Article 10 of the decision stipulates that existing investments exceeding the newly introduced limits will remain valid, but further exceedance is prohibited. Companies must meet the minimum allocation requirements outlined in Article 8 within six months of implementation.

A key provision in the new regulations mandates public disclosure of investment performance. Companies must publish returns and unit prices for unit-linked policies separately for each investment portfolio on their websites, updating this information at least once a month. Additionally, total costs, fees, and other charges associated with managing these investments must not exceed the amounts specified in FRA-approved insurance policies.

The FRA emphasized that these regulatory updates are in line with Law No. 155 of 2024, which has been in effect since July 2024. They reflect ongoing developments in the insurance and reinsurance sector while ensuring compliance with global best practices.

Companies are also required to conduct client risk assessments, evaluating factors such as age, financial status, investment objectives, and risk tolerance. These assessments must be updated at least once a year. Furthermore, electronic systems should allow clients to track their investments and view any associated deductions in detail.

Investment rules have also been established for contracts related to wealth accumulation plans.

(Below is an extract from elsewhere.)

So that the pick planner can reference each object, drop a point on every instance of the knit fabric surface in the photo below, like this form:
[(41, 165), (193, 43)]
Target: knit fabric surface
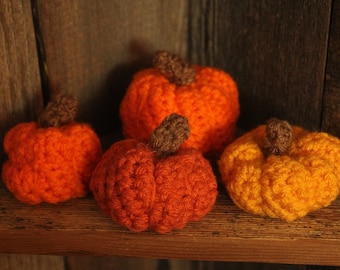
[(50, 164), (210, 103), (287, 186), (142, 192)]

Companies must separately manage funds linked to such contracts while ensuring compliance with FRA-approved cost structures and conducting annual risk assessments for clients.

Additionally, all companies must adopt an investment policy approved by their board of directors and, for takaful insurers, their Sharia supervisory board. This policy must align with acceptable risk levels, ensure diversification of investment portfolios, and optimize returns while considering risk factors. The policy must also incorporate scientific methodologies for evaluating risks, measuring expected returns, and conducting stress testing and scenario analysis to assess the company's resilience against financial shocks or economic downturns.

The decision further mandates that companies implement control measures to prevent errors, negligence, and conflicts of interest in investment portfolio management. They must also establish procedures for addressing any conflicts that may arise, ensuring that policyholders' and beneficiaries' interests remain safeguarded. Companies are expected to achieve competitive average returns within acceptable risk levels as determined by their board of directors.

To ensure regulatory compliance, insurance companies must submit their investment policies to the FRA annually and notify the authority of any amendments. They are also required to provide regular investment reports that adhere to the highest governance standards, reinforcing policyholder and beneficiary rights.

The FRA affirmed that these measures are designed to enhance confidence in the insurance market by ensuring the prudent management of insurance company funds, striking a balance between maximizing returns and protecting customer interests.